Not knowing the exact implementation of what you're working on, this may or may not be feasible, but for tagging and other related features, you might also consider using a database, such as MySQL or SQL Server side-by-side with the Lucene index. 不知道你正在做什么的确切实现，这可能是也可能不可行，但对于标记和其他相关功能，你也可以考虑使用数据库，例如MySQL或SQL Server并行Lucene指数。 Use the Lucene index for full-text search, then once you have a result set, go to the database to extract all the relational content. 使用Lucene索引进行全文搜索，然后在获得结果集后，转到数据库以提取所有关系内容。 Our company has done this before, and it's actually not as big of a headache as it sounds. 我们公司以前做过这件事，实际上并不像听起来那么令人头痛。

NOTE: If you decide to go this route, BE CAREFUL, as the "unique id" provided by Lucene is highly volatile (it changes everytime the index is optimized), so you will want to store the actual id (the primary key in the database) as a separate field on the Document. 注意：如果您决定采用这种方式，请小心，因为Lucene提供的“唯一ID”具有高度不稳定性（每次优化索引时它都会更改），因此您需要存储实际ID（主键在数据库）作为Document上的一个单独字段。

Another added benefit, if you are set on using C#.NET, there is a port called Lucene.Net, which is written entirely in C#. 另一个好处是，如果你使用C＃.NET，就会有一个名为Lucene.Net的端口，它完全用C＃编写。 The down-side here is that you're a few months behind on all the latest features, but if you really need them, you can always check out the Java source and implement the required updates manually. 这里的缺点是你在所有最新功能上落后了几个月，但如果你真的需要它们，你可以随时查看Java源代码并手动实现所需的更新。

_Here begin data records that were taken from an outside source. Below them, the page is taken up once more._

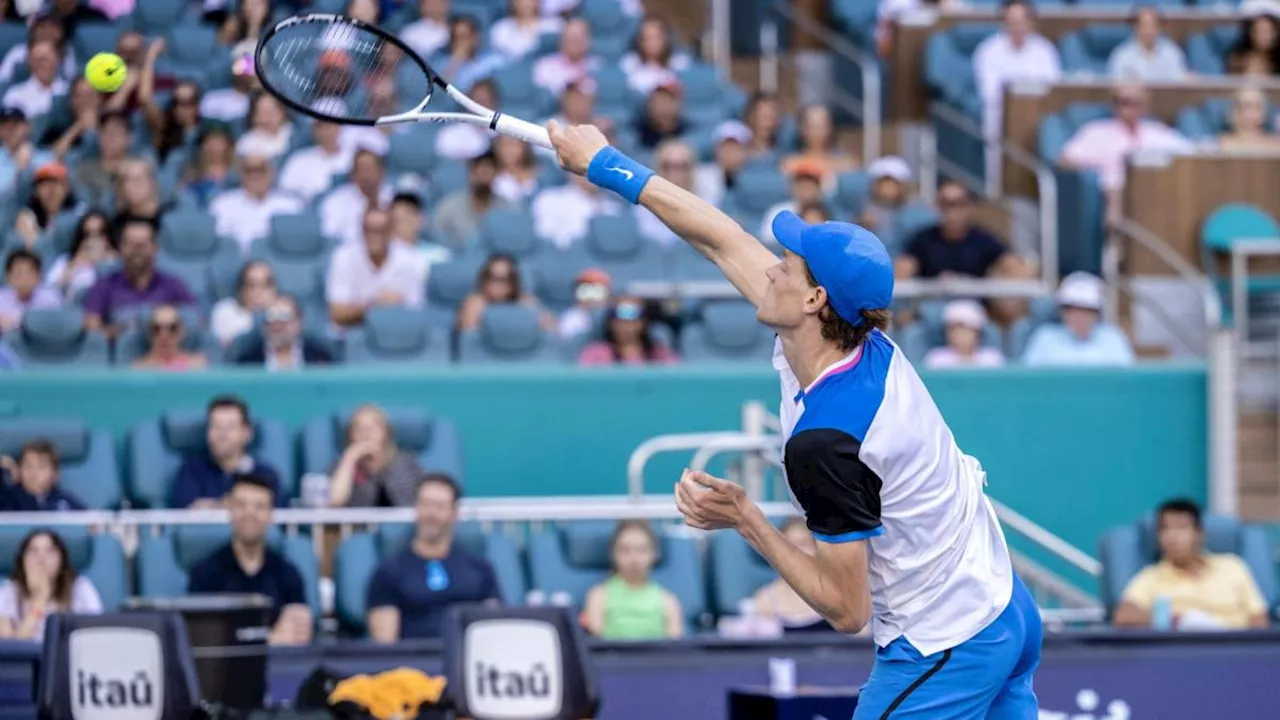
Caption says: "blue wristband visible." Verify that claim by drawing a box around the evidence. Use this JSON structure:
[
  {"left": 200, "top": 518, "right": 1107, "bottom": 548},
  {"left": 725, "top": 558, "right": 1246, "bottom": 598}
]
[{"left": 586, "top": 145, "right": 654, "bottom": 205}]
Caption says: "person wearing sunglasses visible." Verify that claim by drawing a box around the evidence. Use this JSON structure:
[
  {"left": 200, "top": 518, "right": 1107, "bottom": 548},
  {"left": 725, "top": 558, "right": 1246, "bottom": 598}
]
[
  {"left": 133, "top": 305, "right": 209, "bottom": 372},
  {"left": 577, "top": 297, "right": 678, "bottom": 365}
]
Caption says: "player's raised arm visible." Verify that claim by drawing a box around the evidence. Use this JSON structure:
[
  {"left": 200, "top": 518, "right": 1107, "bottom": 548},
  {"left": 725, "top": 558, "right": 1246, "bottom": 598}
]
[{"left": 547, "top": 120, "right": 778, "bottom": 305}]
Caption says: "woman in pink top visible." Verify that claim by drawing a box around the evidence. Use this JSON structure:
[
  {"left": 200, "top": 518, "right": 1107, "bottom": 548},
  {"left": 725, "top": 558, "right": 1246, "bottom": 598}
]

Yes, there is a better approach. 是的，有一个更好的方法。 Try Solr and in particular check out facets. 尝试Solr ，特别是检查方面。 It will save you a lot of trouble. 它会为你省去很多麻烦。

You could try using MS Search Server Express Edition, one of the major benefits is that it is free. 您可以尝试使用MS Search Server Express Edition，其中一个主要好处是它是免费的。

http://www.microsoft.com/enterprisesearch/en/us/search-server-express.aspx#none http://www.microsoft.com/enterprisesearch/en/us/search-server-express.aspx#none

If you definitely want to go the database route then you should use SQL Server with Full Text Search enabled. 如果您肯定想要使用数据库路由，那么您应该使用启用了全文搜索的 SQL Server。 You can use this with Express versions, too. 您也可以将它与Express版本一起使用。 You can then store and search the contents of PDFs very easily (so long as you install the free Adobe PDF iFilter). 然后，您可以非常轻松地存储和搜索PDF的内容（只要您安装免费的Adobe PDF iFilter）。